With five and a half minutes left in the second quarter on Tuesday night, the Kevin Durant experiment looked to be in danger of becoming a bust.
The Phoenix Suns trailed the Los Angeles Clippers by 13 points at home and appeared set to go down two games to none in their opening round playoff series. The Clippers star Kawhi Leonard was hitting shots from everywhere, and Russell Westbrook was bouncing back from a 3-for-19 shooting performance in Game 1.
But from then on, the new-look Suns looked the way they were supposed to look when Durant was acquired in a trade with the Nets in February. They tied the score by halftime. They went ahead by 10 four minutes into the third quarter. And they went on to even the series with a 123-109 victory.
Devin Booker led Phoenix with 38 points, Durant had 25 and Chris Paul had 16.
A big difference in Game 2 was Phoenix’s shooting. The Suns shot 58.8 percent from the field and 41.7 percent on their 3-pointers, significant improvements from 47.6 and 31.6 percent in Game 1.
The Suns got particularly hot late when the Clippers threatened to creep back into the game. With three minutes left and the Clippers within 6, Paul took a guarded midrange fadeaway with plenty of time on the shot clock. It didn’t look like the kind of shot Coach Monty Williams or the home fans might have chosen, but it was the kind of night where that shot went in.

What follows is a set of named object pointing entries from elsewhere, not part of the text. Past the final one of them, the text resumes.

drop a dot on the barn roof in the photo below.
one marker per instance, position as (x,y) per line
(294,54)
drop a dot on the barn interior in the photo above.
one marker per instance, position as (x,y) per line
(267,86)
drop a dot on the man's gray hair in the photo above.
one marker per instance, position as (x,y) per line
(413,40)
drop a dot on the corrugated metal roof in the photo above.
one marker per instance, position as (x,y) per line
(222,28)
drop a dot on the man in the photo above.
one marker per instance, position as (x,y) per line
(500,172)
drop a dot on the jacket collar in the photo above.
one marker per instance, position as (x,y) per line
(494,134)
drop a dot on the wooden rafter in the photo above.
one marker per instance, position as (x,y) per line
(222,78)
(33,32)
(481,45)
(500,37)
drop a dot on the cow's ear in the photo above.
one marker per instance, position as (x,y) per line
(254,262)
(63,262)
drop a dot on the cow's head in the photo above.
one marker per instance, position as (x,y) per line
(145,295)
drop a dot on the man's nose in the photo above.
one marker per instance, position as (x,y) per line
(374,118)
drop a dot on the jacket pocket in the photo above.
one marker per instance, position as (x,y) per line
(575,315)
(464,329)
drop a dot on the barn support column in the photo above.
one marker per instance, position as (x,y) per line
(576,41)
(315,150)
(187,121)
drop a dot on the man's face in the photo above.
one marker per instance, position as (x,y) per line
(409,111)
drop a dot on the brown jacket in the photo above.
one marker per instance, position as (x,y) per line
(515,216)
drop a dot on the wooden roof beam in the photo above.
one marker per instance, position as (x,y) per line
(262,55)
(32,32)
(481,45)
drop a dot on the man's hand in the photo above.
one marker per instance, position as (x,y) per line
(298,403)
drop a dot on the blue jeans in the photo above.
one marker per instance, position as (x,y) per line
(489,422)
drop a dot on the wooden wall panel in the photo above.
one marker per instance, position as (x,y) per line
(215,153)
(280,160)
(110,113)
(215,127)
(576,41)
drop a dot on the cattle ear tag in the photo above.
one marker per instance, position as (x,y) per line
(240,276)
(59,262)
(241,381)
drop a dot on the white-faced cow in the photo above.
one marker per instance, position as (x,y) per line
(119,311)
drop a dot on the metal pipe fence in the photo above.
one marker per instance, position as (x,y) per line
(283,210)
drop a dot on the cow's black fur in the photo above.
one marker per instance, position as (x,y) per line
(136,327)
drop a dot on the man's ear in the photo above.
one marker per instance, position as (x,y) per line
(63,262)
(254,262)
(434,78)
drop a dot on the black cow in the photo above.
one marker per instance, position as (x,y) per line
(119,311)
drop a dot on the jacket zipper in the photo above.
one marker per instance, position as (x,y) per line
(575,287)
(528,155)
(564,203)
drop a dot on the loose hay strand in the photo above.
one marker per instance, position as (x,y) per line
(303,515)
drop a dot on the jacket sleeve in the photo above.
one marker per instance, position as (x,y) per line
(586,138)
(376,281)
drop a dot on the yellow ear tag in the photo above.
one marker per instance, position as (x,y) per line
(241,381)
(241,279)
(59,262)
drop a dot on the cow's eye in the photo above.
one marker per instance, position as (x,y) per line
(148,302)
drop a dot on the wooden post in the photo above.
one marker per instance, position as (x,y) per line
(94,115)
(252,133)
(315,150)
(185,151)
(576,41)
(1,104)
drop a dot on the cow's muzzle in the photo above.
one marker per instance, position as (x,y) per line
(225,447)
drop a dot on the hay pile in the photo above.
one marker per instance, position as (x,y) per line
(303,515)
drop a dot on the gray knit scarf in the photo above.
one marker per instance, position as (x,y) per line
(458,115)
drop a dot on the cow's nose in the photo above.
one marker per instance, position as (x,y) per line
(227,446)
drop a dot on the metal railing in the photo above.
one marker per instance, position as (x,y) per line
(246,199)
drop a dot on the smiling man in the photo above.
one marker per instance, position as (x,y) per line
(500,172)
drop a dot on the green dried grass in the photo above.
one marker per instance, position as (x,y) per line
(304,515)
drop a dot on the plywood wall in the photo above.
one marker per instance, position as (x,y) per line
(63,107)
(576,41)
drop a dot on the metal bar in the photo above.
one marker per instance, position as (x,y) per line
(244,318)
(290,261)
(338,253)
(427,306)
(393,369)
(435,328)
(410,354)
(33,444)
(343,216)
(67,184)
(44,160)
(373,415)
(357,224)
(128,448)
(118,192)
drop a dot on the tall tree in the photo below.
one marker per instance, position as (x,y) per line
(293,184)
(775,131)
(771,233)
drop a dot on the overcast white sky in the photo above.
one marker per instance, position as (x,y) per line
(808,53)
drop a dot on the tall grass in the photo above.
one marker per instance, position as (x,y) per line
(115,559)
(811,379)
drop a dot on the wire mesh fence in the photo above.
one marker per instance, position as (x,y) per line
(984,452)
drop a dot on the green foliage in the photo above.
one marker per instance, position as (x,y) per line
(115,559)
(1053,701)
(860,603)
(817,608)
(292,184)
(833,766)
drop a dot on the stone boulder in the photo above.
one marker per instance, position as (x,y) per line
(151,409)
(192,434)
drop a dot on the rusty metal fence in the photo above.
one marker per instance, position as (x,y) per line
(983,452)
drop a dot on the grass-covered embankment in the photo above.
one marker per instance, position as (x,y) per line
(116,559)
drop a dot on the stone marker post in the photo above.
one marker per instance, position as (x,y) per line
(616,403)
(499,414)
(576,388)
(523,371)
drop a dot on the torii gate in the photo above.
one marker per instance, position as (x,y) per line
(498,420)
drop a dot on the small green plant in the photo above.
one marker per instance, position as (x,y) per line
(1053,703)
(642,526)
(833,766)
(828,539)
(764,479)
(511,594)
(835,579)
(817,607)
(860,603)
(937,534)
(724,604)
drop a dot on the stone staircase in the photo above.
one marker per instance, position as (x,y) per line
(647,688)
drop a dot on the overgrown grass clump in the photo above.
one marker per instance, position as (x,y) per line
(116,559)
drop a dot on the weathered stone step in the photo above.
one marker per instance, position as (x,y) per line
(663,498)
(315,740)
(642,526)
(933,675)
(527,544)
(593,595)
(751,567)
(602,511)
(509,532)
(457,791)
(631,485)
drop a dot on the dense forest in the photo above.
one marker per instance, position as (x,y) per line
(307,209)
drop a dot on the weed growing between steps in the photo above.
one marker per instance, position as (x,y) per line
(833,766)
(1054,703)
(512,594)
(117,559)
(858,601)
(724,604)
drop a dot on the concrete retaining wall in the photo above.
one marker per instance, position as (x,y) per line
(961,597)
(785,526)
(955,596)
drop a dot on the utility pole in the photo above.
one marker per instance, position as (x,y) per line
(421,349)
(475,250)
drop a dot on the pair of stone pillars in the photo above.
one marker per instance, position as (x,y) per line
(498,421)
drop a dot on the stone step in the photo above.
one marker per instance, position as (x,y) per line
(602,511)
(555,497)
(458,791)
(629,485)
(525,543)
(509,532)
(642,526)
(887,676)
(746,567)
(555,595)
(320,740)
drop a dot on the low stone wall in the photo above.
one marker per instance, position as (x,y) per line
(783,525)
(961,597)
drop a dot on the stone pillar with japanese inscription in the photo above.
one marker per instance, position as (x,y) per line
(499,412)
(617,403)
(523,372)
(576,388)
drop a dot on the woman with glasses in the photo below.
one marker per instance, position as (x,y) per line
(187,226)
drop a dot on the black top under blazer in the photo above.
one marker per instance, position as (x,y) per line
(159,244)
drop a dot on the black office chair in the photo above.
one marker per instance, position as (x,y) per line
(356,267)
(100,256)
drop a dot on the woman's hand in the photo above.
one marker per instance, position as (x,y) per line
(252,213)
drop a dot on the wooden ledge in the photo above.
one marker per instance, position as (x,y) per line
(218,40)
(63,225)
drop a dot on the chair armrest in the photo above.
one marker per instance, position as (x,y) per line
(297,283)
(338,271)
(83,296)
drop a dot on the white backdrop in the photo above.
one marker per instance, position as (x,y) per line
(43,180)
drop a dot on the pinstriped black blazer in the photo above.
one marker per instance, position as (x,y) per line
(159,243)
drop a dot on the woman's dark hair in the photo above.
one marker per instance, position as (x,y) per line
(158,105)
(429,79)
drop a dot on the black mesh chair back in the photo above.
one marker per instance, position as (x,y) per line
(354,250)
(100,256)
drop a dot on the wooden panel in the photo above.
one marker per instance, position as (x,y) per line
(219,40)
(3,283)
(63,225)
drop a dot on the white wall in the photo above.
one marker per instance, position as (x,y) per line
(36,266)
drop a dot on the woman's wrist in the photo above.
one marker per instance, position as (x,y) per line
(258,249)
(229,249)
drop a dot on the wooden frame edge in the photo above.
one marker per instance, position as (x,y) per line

The Suns are a team in particular need of a championship. The franchise joined the N.B.A. in the 1968-69 season and has made it to the finals three times: in 1976 with Paul Westphal and Alvan Adams, in 1993 with Charles Barkley, and two seasons ago with Booker and Paul. But Phoenix lost all three times it played for the title.
To take the next step, the team added Durant, and the move looked to be working as the Suns were 8-0 when he played in the regular season (he missed 18 other games, mostly because of an ankle injury). The Suns, though only a four seed, became a hot pick to win the title, and they remain the third favorite among most oddsmakers, behind only the Celtics and the Bucks of the East.
But after losing Game 1 against the Clippers at home, Game 2 became effectively a must win. Even now, the best-of-seven series is tied and heading to Los Angeles.
Williams admitted that he remains wary, particularly of Leonard, who had 31 points in Game 2. “Any time you can get the ball in your best player’s hands and space the floor well, it allows you the be more efficient,” he said. “That’s what they are doing with Kawhi. He gets it at the nail” — at the center of the free throw line — “it’s a tough place to double team.”